A New York icon, the Brooklyn Bridge was the world’s first steel suspension bridge, and, at almost 1596ft, the longest when it opened in 1883. Construction was fraught with disaster, but the bridge's neo-Gothic towers have endured as city emblems. Crossing the bridge is a breeze-buffeted, exhilarating journey with numerous photo-ops. The suspended bicycle/pedestrian walkway delivers soul-stirring views of Manhattan, the East River and the waterfront.
Sadly, one man deprived of this view was the bridge's designer, John Roebling. The Prussian-born engineer's foot was crushed in an accident on Fulton Landing in June 1869; he died of tetanus poisoning a few weeks later, before construction even began. His son, Washington Roebling, took over the work, which lasted 14 years and managed to survive budget overruns and the deaths of an estimated 27 workers.
The younger Roebling himself suffered from the bends (decompression sickness) while helping to excavate the riverbed for the bridge’s western tower and remained bedridden within sight of the bridge for much of the project. His wife, Emily, also blessed with mathematical and engineering gifts, oversaw construction in his stead. Another tragedy came in June 1883, when the bridge opened to pedestrian traffic: a bottleneck of pedestrians, a woman falling on the stairs and some panicked cries set off a frenzied rush in which 12 people were trampled to death and dozens more were seriously injured.
Today, the Brooklyn Bridge is much more mellow to visit, and it's easy to see why it's remained one of the most recognizable, beloved structures in a city with no shortage of iconic architecture. In 1972, historian David McCullough spent a whole book chronicling the bridge's construction and design, while Ken Burns dedicated a 1981 documentary to the Brooklyn Bridge's history. Richard Haw penned a cultural history of the Brooklyn Bridge, from the poetry of Walt Whitman to Fran Sinatra's It Happened in Brooklyn to Cher's Moonstruck to protests, postcards, and scores of pedestrians who show up each year to walk the bridge themselves or snap photos from choice vantage points in its shadow.
Best spots to photograph the Booklyn Bridge
Pebble Beach is a popular spot to get views of the bridge with Manhattan's jagged skyline in the background. Time Out Market has a rooftop terrace with lovely views of the bridge's stone suspension towers, as does 1 Hotel Brooklyn Bridge with its Harriet's Rooftop bar and The Crown at Hotel 50 Bowery in Chinatown. The waterfront near Water Street is ace for photos of both the Brooklyn and Manhattan bridges, and the later also affords great views of the former. For a classic shot on the bridge with the wires and suspension cables on full display, start on the Brooklyn side to fit Manhattan in the composition – golden hour is the perfect time. Last but certainly not least, Brooklyn Bridge Park shouldn't be missed either, whether for hangouts or updating Instagram.

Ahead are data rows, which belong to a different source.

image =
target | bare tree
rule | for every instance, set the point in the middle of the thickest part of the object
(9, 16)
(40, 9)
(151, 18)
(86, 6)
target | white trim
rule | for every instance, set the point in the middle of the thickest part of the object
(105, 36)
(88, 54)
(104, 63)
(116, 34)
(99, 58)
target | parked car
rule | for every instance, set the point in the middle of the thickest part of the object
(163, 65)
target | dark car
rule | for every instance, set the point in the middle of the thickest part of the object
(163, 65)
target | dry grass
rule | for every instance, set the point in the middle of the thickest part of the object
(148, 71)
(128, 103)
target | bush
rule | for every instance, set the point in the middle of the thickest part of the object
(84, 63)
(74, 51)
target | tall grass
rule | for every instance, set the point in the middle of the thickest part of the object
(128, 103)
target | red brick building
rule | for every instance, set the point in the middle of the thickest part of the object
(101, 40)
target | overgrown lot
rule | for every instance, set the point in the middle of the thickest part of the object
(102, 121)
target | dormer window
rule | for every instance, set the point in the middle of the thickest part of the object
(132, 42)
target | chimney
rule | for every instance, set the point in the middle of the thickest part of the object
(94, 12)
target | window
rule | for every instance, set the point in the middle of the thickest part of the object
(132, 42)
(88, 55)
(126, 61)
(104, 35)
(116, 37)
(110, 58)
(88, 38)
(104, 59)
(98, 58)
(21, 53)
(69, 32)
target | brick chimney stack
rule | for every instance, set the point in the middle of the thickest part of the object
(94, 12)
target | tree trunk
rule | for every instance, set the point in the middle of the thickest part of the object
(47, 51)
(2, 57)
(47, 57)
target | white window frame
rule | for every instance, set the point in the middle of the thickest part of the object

The Brooklyn Bridge is about a mile long, though the entrance paths add another half mile combined. The central portion for pedestrians and cyclists is called the promenade, and is protected from the six lanes of car traffic by both railings and a slight height advantage. To walk across the Brooklyn Bridge, enter the pedestrian and cycle path from the Brooklyn Bridge-City Hall subway station (Manhattan) or start at the Brooklyn end by following signs from High St-Brooklyn Bridge station and Cadman Plaza Park. If walking, stay in the pedestrian lane as cyclists move quickly and stop suddenly.
Brooklyn Bridge maintenance
Despite the initial construction challenges, the Brooklyn Bridge was built to last. Though it received maintenance and occasional upgrades, particularly to the concrete roadway, it wasn't until nearly a century after the bridge first opened that its cables showed such dire wear they were replaced just in time for the structure's big birthday. The Brooklyn Bridge withstood Hurricane Sandy in 2012, too, despite minor damage to some its masonry.
Structural repairs that began in 2010 are expected to continue until 2022 – though they're a hassle and can make bridge entrances harder to spot, it's still possible to cross. Renovations of the towers, archways and brick facades began in fall 2019 and are expected to continue into 2023.